A partir du 11 octobre et jusqu'au 27 janvier la Fondation Pierre Bergé - Yves Saint Laurent consacre sa 18ème exposition au peintre Jacques-Émile Blanche. Une belle mise en scène avec accompagnements musical et olfactif pour cette rétrospective intitulée « Du côté de chez Jacques-ÉmileBlanche. Un salon à la Belle Époque ».


Charles Gide sera à nouveau à l'honneur les 19 et 20 octobre à Uzès où se tiennent les 1ères Rencontres Charles Gide. Deux jours d'un riche programme de colloques et d'animations ainsi qu'une exposition intitulée « Charles Gide, Uzétien, économiste solidaire, paysagiste solitaire » à voir à la Médiathèque d’Uzès.

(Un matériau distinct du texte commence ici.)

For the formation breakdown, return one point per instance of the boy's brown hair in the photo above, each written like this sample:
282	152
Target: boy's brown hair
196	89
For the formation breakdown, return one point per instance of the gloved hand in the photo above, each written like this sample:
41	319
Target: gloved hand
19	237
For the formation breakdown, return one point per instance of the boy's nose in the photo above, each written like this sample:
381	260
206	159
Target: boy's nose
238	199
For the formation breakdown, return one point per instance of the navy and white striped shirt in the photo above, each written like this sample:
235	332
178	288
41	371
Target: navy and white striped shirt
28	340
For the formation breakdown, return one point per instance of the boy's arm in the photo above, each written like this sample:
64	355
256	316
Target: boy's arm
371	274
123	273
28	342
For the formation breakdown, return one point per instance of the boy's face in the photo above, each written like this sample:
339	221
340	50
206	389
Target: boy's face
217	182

Pour marquer la fin de l'exposition « André Gide et les siens » à l'Institut Pierre Wiener de Luxembourg, Frank Wilhelm donnera une conférence sur lesrelations entre Aline Mayrisch et André Gide le 22 octobre à 18h30, suivie par la présentation du nouveau livre Aline Mayrisch-de Saint-Hubert : Ecrits, présenté par Cornel Meder et Frank Wilhelm et édité par le Cercle des Amis de Colpach.



jeudi 4 octobre 2012

Des traductions inédites

La flûte de l'infini, suivi de Poèmes, 
d'après la version établie par Rabindranath Tagore
édition de Jean-Claude Perrier, trad. de l'anglais par André Gide
et Henriette Mirabaud-Thorens. 
coll. Poésie, Gallimard, 2012
192 pages, ISBN 9782070444687, 8€


«Joie du travail, de la tranquillité, de l'équilibre. Sereine gravité de la pensée. Commencé à traduire les poèmes de Kabir», écrit Gide dans son Journal. Nous sommes à la fin février 1916, Gide est à Paris, comme désœuvré : on le croit à Cuverville mais la neige et le verglas ne lui permettront de s'y rendre que début mars, au terme d'un «voyage de dix-huit heures, agrémenté d'une collision à Serquigny; quatre ou cinq morts et une vingtaine de blessés. (Voir les journaux).»

A la guerre se surajoute pour Gide une crise religieuse, qui débouchera sur Numquid et tu ?, l'impression aussi que sa vie est en grande partie derrière lui et qu'il est temps de commencer à écrire ses mémoires. «Jours indiciblement mornes; pluie incessante et vent glacé. Repris la rédaction de mes Mémoires; traduit quelques pièces de Kabir et poursuivi la lecture de Jean-Christophe.» (Journal 28 mars 1916)

Dans ces moments, la simplicité et les questionnements de ce tisserand illettré qui allait devenir le père de la langue et de la littérature hindi, sa spiritualité mêlant hindouisme et islam, ainsi qu'un peu de zen dans son côté paradoxal, apportaient dépaysement et ressourcement à Gide. C'est bien entendu par Tagore, dont il avait traduit de l'anglais des parties du Gitanjali quelques années plus tôt, que Gide eut connaissance des poèmes de Kabîr.

On doit à Jean-Claude Perrier, qui avait déjà exhumé Le Ramier des archives de Gide, cette nouvelle trouvaille. Il explique :  «Pour rompre avec les habituels intitulés "chansons", "poèmes" ou "paroles", nous proposons au lecteur français, sous le beau titre La Flûte de l'Infini, les traductions, totalement inédites, par André Gide, de vingt-deux poèmes de Kabîr, plus un tercet non identifié. En regard, leur version anglaise par Rabindranath Tagore. À la suite, nous donnons l'intégralité du recueil des Poèmes de Kabîr, dans l'édition de 1922 et la traduction d'Henriette Mirabaud-Thorens.»